Following the protocols recommended by the AHCPR and NCI can substantially increase the success rates for the treatment of nicotine dependence.

Future Needs in the Treatment of Nicotine Dependence

If we are to be successful in treating nicotine dependence, two primary needs must be met: (1) the development of effective means for delivering proven treatment methods and (2) research into the development of new and more effective treatment protocols.

Delivery Issues—In order for the treatment of nicotine dependence to become a routine, accepted part of medical practice, health-care providers must first believe that they can be effective in treating their patients[3]; third-party payors and managed-care organizations must establish reimbursement systems for the treatment of nicotine dependence[4]; and the AHCPR, NCI, and similar practice guidelines must be widely disseminated and training opportunities in their adoption offered.[5]

Research Issues—Numerous questions remain concerning the most effective means of treating nicotine- dependent patients: What are the minimal elements of behavioral therapy necessary to achieve any given threshold level of treatment success? Is there, as Benowitz and Henningfield[6] have suggested, a nicotine threshold at which dependence does not develop? How is the over-the-counter availability of nicotine gum and nicotine patches affecting cessation success? What is the most effective role for primary-care staff other than physicians in the delivery of treatment for nicotine dependence? What are the most effective nonnicotine medications (as reviewed by Drs. Cinciripini and McClure)? What new medications, or combinations of existing medications, can contribute to effective treatment? Can an effective treatment for nicotine-dependent youth be developed?

A number of these treatment research issues have begun to be addressed in a series of seven clinical trials funded in 1996 by the NCI and the National Institute on Drug Abuse. The overall goal of the investigators, collectively known as the Pharmaco-Behavioral Treatment of Nicotine Dependence Research Group, is the identification of the most effective, generalizable, cost-efficient, and durable behavioral treatment that can be used as an adjuvant to pharmacologic therapy for nicotine dependence. Patient accrual is now in progress, and preliminary results of this trial should begin to become available in late 1999.

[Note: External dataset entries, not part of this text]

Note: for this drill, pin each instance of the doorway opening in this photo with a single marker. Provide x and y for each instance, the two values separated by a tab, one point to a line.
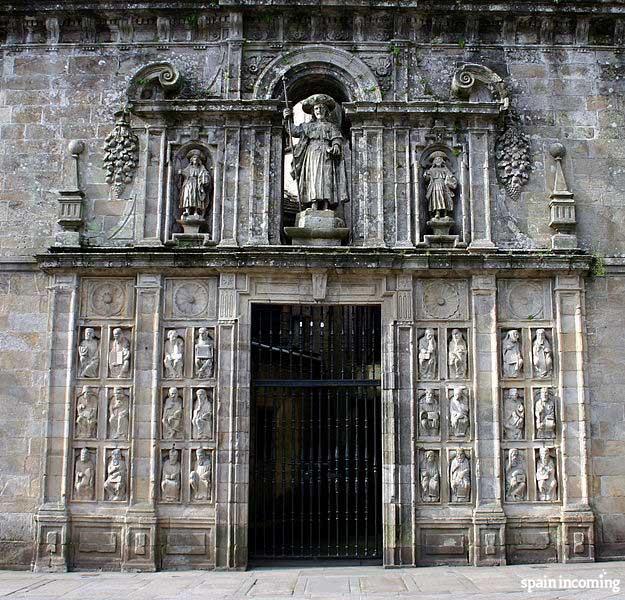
316	457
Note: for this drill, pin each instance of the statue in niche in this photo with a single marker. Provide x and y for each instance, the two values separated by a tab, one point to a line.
514	415
204	354
511	354
516	477
428	355
460	477
170	477
87	413
201	478
195	189
172	415
441	186
542	357
546	480
116	472
459	412
89	355
318	162
457	355
84	476
545	414
119	355
430	478
202	417
174	355
119	414
429	413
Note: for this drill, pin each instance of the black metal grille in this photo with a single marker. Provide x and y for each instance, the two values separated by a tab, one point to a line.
316	432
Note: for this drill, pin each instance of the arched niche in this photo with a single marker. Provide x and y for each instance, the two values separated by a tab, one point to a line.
302	66
180	161
454	164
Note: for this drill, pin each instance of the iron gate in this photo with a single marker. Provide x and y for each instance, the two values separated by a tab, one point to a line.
315	483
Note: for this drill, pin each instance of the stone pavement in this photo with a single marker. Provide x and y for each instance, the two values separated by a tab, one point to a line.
329	583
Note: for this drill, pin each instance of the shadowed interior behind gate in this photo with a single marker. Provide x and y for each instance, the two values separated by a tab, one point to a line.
316	430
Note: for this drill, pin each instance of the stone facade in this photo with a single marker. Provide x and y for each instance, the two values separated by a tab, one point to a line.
125	442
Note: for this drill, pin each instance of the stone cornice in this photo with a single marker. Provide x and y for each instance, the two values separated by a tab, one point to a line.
290	257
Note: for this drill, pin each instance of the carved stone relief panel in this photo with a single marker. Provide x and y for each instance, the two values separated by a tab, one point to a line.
118	417
120	353
89	352
84	484
429	476
201	475
191	298
116	482
440	300
460	475
524	299
546	474
170	480
86	419
516	475
107	298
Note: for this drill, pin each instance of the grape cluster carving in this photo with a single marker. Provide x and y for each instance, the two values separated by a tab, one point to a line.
121	153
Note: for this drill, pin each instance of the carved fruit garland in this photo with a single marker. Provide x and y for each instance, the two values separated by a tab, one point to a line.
121	153
513	158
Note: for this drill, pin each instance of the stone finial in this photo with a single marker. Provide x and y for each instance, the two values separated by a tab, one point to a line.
70	213
562	205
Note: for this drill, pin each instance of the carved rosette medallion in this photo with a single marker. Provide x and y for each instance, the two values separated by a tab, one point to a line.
440	300
107	299
190	299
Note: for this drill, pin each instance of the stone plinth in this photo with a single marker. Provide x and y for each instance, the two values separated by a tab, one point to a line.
317	228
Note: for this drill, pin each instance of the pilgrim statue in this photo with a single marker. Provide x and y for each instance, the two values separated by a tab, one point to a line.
170	477
460	477
202	417
115	483
84	476
201	478
511	354
441	186
457	355
204	354
545	414
516	477
119	355
514	414
119	414
174	355
318	165
429	413
542	357
195	190
459	412
428	355
87	413
89	355
430	478
546	480
172	415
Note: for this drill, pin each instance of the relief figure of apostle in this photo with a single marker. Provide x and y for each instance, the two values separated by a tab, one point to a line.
318	161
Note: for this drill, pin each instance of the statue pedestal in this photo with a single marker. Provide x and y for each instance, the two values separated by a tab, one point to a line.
317	228
441	237
191	225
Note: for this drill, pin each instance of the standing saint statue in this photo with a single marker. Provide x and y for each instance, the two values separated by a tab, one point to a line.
441	185
196	183
318	163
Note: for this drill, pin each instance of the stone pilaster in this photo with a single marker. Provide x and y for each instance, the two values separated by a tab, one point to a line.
488	517
139	552
52	517
577	537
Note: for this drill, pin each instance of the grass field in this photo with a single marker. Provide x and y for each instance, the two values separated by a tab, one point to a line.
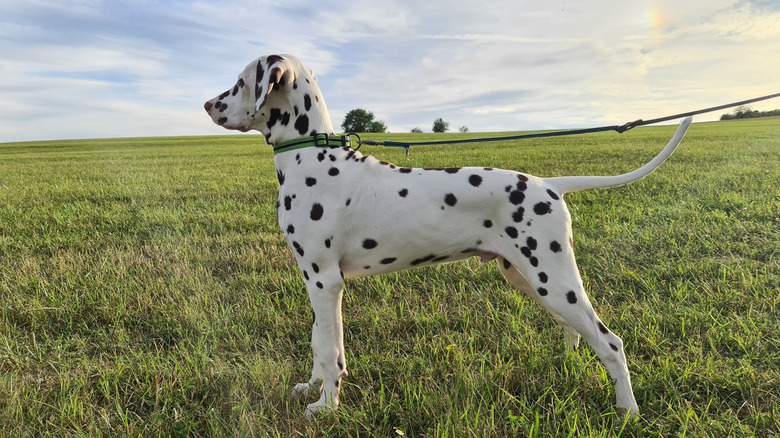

In summary, Drs. Cinciripini and McClure have provided an excellent overview of the current status of treatment for nicotine dependence. Their thorough review of pharmacologic treatment options should be especially useful to primary-care providers, as well as any provider who wishes to help a patient overcome nicotine dependence. Doing so, as former Surgeon General Koop said over a decade ago, “...may be the most important thing you can do for your patient.”


1. Agency for Health Care Policy Research: Smoking Cessation. Clinical Practice Guideline. no. 18, AHCPR publication no. 96-0692. Rockville, MD, US Department of Health and Human Services, 1996.

2. Glynn TJ, Manley MW: How to Help Your Patients Stop Smoking: A National Cancer Institute Manual for Physicians. NIH Publication No. 90-3064. Bethesda, MD, US Department of Health and Human Services, 1990.

3. Orleans CT, George LK, Houpt JL, et al: Health promotion in primary care: A survey of family practitioners. Prev Med 14:636-647, 1985.

4. Logsdon DN, Lazaro CM, Meier RV: The feasibility of behavioral risk reduction in primary care. Am J Prev Med 5:249-256, 1989.

5. Kottke TE, Solberg LI, Brekke ML, et al: A controlled trial to integrate smoking cessation advice into primary care practice: Doctors helping smokers, round III. J Fam Pract 34:701-708, 1992.

6. Benowitz NL, Henningfield JE: Establishing a nicotine threshold for addiction: The implications for tobacco regulation. N Engl J Med 331:123-125, 1994.